- Ele é um magrelo, mas não muito magro, com algumas tatuagens perdidas, anda de boné as vezes virado pra trás, outras cobrindo o rosto, Jão o seu nome. - Falei pra Ketllyn pra saber mais, mas ela negou com a cabeça, indicando não saber dele.
Eu sabia porque era amigo de Isa, e ele também disse quem era, não seria nem de longe um varão perfeito, como Paulo, o meu Paulo, tão sonhado, acredito que era justamente ao contrário, quando tocou os seus lábios nos meus, senti nojo, aquele meu primeiro beijo deveria ser de que eu gostava.
Mas a cada dia as minhas esperanças morria, Paulo e Isa se uniam mais, começaram o ato carnal dentro de casa, eu até tentei dizer pra a minha mãe, mas não tive coragem, Isa é mais nova, e além de estragar a sua vida, ela estraga a de Paulo também, o meu coração doía, rasgava em dor, e quem acha que amor só dói apenas o peito, esta enganado, a dor reflete em tudo, em todas as partes.
Menos na voz, eu ainda a tenho para cantar, e nas faxinas me dedicava com o fone no ouvido, o meu canto de louvor, era sentimento reprimido, rejeitado, negado por mim mesma, que nunca tive coragem de falar do que sinto para quem amo.
Na igreja todos sempre elogiava a minha voz, todos os elogios se estendia a ela, quando recebi o convite para cantar em outra igreja, me alegrei, eu tinha talento e razão para cantar, alguém me ama com perfeição e esse é Deus, somente para ele me dedicaria.
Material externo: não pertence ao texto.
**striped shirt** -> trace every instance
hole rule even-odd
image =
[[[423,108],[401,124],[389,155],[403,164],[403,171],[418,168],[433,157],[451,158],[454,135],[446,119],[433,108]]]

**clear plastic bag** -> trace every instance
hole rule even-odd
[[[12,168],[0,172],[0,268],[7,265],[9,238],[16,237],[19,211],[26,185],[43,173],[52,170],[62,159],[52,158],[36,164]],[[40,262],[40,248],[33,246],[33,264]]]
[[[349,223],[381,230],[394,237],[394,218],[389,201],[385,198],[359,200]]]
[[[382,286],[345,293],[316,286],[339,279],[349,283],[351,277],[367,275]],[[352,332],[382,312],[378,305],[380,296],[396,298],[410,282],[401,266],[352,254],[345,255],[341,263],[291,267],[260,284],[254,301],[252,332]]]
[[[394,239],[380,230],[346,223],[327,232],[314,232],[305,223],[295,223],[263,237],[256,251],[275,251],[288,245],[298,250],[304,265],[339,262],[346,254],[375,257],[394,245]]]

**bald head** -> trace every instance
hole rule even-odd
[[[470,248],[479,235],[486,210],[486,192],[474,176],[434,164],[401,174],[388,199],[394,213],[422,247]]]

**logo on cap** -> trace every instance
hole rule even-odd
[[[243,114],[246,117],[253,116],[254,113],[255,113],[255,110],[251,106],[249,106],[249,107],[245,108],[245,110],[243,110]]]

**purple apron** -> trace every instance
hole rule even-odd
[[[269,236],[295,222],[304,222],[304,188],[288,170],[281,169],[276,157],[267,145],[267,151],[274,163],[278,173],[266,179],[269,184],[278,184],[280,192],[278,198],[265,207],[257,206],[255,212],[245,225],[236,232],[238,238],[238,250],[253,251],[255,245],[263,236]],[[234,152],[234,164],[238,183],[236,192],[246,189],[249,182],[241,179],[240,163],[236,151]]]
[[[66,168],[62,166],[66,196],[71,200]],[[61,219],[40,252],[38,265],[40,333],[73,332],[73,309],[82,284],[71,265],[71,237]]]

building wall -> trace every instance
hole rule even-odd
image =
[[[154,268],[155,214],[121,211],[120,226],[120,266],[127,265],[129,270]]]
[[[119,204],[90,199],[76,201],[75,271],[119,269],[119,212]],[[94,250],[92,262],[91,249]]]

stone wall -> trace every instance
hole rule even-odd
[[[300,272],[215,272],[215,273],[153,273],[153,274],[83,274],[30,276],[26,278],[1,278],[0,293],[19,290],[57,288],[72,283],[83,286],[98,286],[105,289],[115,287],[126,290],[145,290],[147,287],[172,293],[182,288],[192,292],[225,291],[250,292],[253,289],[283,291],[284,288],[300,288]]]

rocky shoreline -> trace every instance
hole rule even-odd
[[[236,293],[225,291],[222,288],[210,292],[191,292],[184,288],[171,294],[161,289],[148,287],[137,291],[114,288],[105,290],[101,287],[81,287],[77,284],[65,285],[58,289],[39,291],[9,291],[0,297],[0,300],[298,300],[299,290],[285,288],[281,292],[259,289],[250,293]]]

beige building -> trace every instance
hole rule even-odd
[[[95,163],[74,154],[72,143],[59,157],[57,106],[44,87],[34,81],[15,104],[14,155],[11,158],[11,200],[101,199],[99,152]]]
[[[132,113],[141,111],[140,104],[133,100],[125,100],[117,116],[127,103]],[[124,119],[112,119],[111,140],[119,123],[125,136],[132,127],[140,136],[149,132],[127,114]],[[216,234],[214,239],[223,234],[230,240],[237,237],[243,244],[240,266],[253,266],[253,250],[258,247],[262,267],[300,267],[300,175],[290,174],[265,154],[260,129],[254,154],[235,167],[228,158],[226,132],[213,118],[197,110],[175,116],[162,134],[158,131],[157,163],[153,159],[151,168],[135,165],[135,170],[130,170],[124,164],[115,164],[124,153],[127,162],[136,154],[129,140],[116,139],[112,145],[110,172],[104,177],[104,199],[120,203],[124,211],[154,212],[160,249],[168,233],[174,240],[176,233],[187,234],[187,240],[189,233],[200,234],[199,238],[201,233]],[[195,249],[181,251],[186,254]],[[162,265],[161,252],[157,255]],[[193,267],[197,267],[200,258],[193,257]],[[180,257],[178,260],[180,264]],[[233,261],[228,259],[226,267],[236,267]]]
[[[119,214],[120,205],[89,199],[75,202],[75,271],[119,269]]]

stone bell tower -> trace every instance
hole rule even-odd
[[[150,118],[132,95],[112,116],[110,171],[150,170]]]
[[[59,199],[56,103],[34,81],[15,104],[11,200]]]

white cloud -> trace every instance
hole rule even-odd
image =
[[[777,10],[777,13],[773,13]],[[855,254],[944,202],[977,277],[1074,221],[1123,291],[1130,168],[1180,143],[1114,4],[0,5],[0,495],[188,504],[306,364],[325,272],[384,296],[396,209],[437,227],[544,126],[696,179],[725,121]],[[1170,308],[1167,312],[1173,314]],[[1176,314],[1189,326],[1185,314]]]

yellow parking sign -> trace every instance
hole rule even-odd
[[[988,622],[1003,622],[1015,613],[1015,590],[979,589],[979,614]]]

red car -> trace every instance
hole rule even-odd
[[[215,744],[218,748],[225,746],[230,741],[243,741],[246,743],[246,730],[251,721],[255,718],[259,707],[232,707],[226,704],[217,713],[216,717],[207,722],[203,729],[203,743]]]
Me arrumei de maneira diferente pela primeira vez, não pranchei o meu cabelo, não porque o magrelo achava bom assim, era porque eu também passei a achar, era o primeiro elogio que eu recebi sem ser pela voz, pelo canto.
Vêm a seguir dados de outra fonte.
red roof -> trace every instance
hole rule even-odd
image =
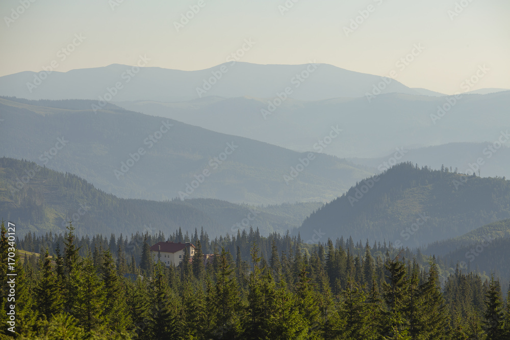
[[[177,251],[182,250],[188,246],[191,246],[195,248],[195,246],[191,243],[174,243],[166,241],[165,242],[158,242],[155,245],[150,247],[150,250],[152,251],[164,251],[167,253],[176,253]]]

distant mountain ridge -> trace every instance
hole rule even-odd
[[[266,206],[211,199],[157,202],[122,199],[105,193],[75,175],[36,163],[0,158],[0,215],[16,224],[19,236],[63,232],[71,220],[80,236],[124,236],[160,230],[169,235],[196,228],[212,237],[236,234],[250,226],[262,234],[285,232],[322,205],[319,202]]]
[[[112,64],[48,74],[44,71],[21,72],[0,77],[0,95],[32,99],[97,100],[101,97],[107,101],[184,101],[210,96],[272,98],[289,87],[292,98],[317,100],[363,97],[381,81],[379,76],[313,62],[259,65],[234,62],[197,71],[150,67],[150,61],[147,65],[135,68]],[[40,79],[43,73],[44,79]],[[34,87],[35,83],[39,85]],[[390,92],[418,94],[395,80],[382,90]]]
[[[510,129],[510,91],[463,94],[453,107],[448,100],[453,99],[401,93],[380,94],[370,102],[365,97],[288,99],[270,115],[261,113],[267,111],[268,99],[251,97],[117,103],[128,110],[301,152],[314,151],[314,143],[324,137],[328,127],[338,124],[343,129],[341,138],[324,152],[340,158],[381,157],[396,147],[493,142],[502,129]],[[444,114],[440,111],[443,106],[450,108]]]
[[[324,202],[370,173],[322,153],[301,169],[308,153],[114,106],[85,109],[91,102],[0,98],[0,155],[75,174],[118,197],[156,200]],[[63,138],[65,146],[56,147]]]
[[[312,214],[298,230],[304,240],[352,237],[356,242],[386,240],[397,248],[417,247],[509,218],[510,180],[407,163],[361,181]]]

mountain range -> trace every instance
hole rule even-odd
[[[91,101],[0,98],[2,155],[76,174],[121,198],[327,201],[372,169]],[[332,136],[336,126],[329,127]]]

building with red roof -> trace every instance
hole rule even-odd
[[[187,249],[189,258],[195,254],[195,246],[190,242],[174,243],[169,241],[158,242],[150,247],[150,254],[155,262],[158,260],[166,267],[178,266],[184,257],[184,250]]]

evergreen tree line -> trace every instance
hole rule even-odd
[[[253,232],[255,237],[256,233]],[[288,236],[287,236],[288,237]],[[285,240],[287,238],[282,238]],[[236,241],[237,241],[237,238]],[[261,241],[264,238],[261,238]],[[249,259],[213,250],[177,268],[155,263],[144,238],[139,261],[107,247],[84,256],[74,228],[63,246],[35,260],[17,258],[16,331],[21,339],[507,339],[510,301],[500,281],[458,269],[442,289],[435,259],[420,266],[403,251],[374,258],[331,240],[303,251],[268,256],[252,240]],[[2,224],[0,254],[9,248]],[[395,256],[394,256],[395,255]],[[187,257],[187,255],[185,256]],[[3,277],[7,261],[0,267]],[[7,330],[8,289],[1,284],[0,321]],[[508,295],[507,296],[508,296]]]

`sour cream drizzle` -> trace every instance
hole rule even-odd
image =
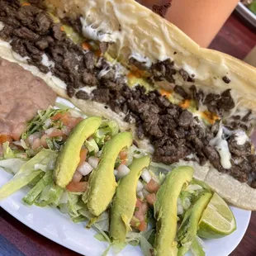
[[[222,135],[223,127],[220,125],[216,136],[210,140],[209,145],[214,146],[218,151],[222,167],[225,169],[229,169],[232,166],[230,162],[231,154],[230,152],[228,142],[222,139]]]

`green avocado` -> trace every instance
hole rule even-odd
[[[178,241],[182,245],[178,249],[178,256],[185,255],[196,239],[201,216],[207,206],[211,197],[212,194],[210,192],[203,194],[186,211],[177,235]]]
[[[154,205],[157,220],[154,241],[155,256],[173,256],[178,254],[175,241],[177,231],[177,201],[185,183],[192,178],[194,169],[180,166],[169,173],[160,189]]]
[[[132,135],[124,131],[114,135],[102,148],[98,166],[90,175],[88,189],[83,195],[89,211],[96,216],[102,214],[111,202],[117,186],[114,175],[116,159],[120,151],[132,145]]]
[[[65,187],[70,183],[79,164],[84,140],[93,135],[101,124],[101,117],[92,116],[81,121],[73,129],[57,158],[54,179],[58,186]]]
[[[150,164],[149,156],[135,159],[129,166],[130,173],[122,178],[116,187],[111,209],[110,237],[114,243],[124,243],[130,221],[136,205],[136,187],[142,170]]]

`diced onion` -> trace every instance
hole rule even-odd
[[[67,203],[68,202],[68,192],[64,192],[60,199],[59,199],[59,203]]]
[[[83,162],[78,168],[78,171],[83,176],[89,174],[92,171],[92,167],[88,162]]]
[[[147,183],[149,183],[151,180],[151,175],[147,169],[144,169],[144,171],[141,173],[141,178]]]
[[[91,156],[88,158],[88,163],[94,169],[97,168],[98,162],[99,159],[96,158],[95,156]]]
[[[47,118],[47,119],[45,121],[45,126],[46,128],[48,128],[48,127],[50,126],[50,124],[51,124],[51,120],[50,120],[50,118]]]
[[[136,188],[137,192],[141,191],[143,187],[144,187],[143,183],[140,181],[138,181],[137,188]]]
[[[52,134],[55,130],[56,130],[56,128],[52,127],[52,128],[49,128],[49,129],[45,130],[45,132],[47,135],[49,135]]]
[[[120,164],[117,168],[117,171],[116,178],[120,179],[130,173],[130,168],[125,164]]]

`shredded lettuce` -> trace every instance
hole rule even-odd
[[[38,111],[37,115],[28,123],[26,130],[23,132],[21,139],[26,139],[35,132],[40,132],[48,129],[50,126],[45,126],[46,120],[50,119],[51,116],[57,113],[64,113],[67,110],[54,109],[51,107],[45,111]],[[57,128],[62,128],[61,121],[56,123],[58,123]]]
[[[35,200],[39,197],[41,192],[48,186],[53,180],[53,172],[49,171],[44,173],[42,178],[36,184],[36,186],[23,197],[23,201],[28,205],[31,206]]]
[[[50,173],[51,173],[50,175],[52,177],[52,172]],[[45,187],[40,197],[35,201],[35,205],[40,207],[45,207],[49,205],[57,206],[63,192],[64,189],[54,184],[53,178],[51,178],[50,183]]]
[[[6,141],[2,144],[2,153],[3,153],[3,159],[15,159],[16,155],[13,150],[10,148],[10,142]]]
[[[55,161],[57,153],[50,149],[42,149],[34,158],[25,163],[13,178],[0,188],[0,198],[4,198],[29,184],[42,171],[49,169]],[[35,164],[41,164],[44,170],[35,170]]]
[[[115,121],[102,121],[102,123],[93,135],[93,140],[101,149],[106,140],[114,136],[119,131],[119,126]]]
[[[10,159],[0,161],[0,167],[3,168],[7,172],[16,174],[21,167],[26,163],[25,160],[20,159]]]

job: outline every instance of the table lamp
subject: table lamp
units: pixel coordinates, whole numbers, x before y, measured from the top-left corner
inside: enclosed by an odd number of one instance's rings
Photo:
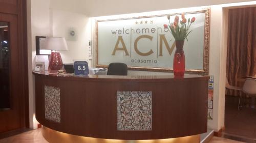
[[[49,61],[49,66],[52,70],[61,69],[63,63],[60,53],[55,50],[68,50],[68,45],[63,37],[47,37],[43,49],[52,50]]]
Vesti uma saia jeans, e a blusa da igreja, salto médio preto, quando cheguei na igreja, o pessoal já estava arrumado pra ir, esperava apenas o pastor, eu quis que alguém elogiasse também o meu cabelo natural, cacheado, um elogio de repente perdido, para me fazer sentir mais que a minha voz, mais não veio. Quando a van chegou, o meu coração animou, entrando em festa quando do lado do motorista, lá estava ele, Paulo ia com a gente, meu coração disparou sem controle.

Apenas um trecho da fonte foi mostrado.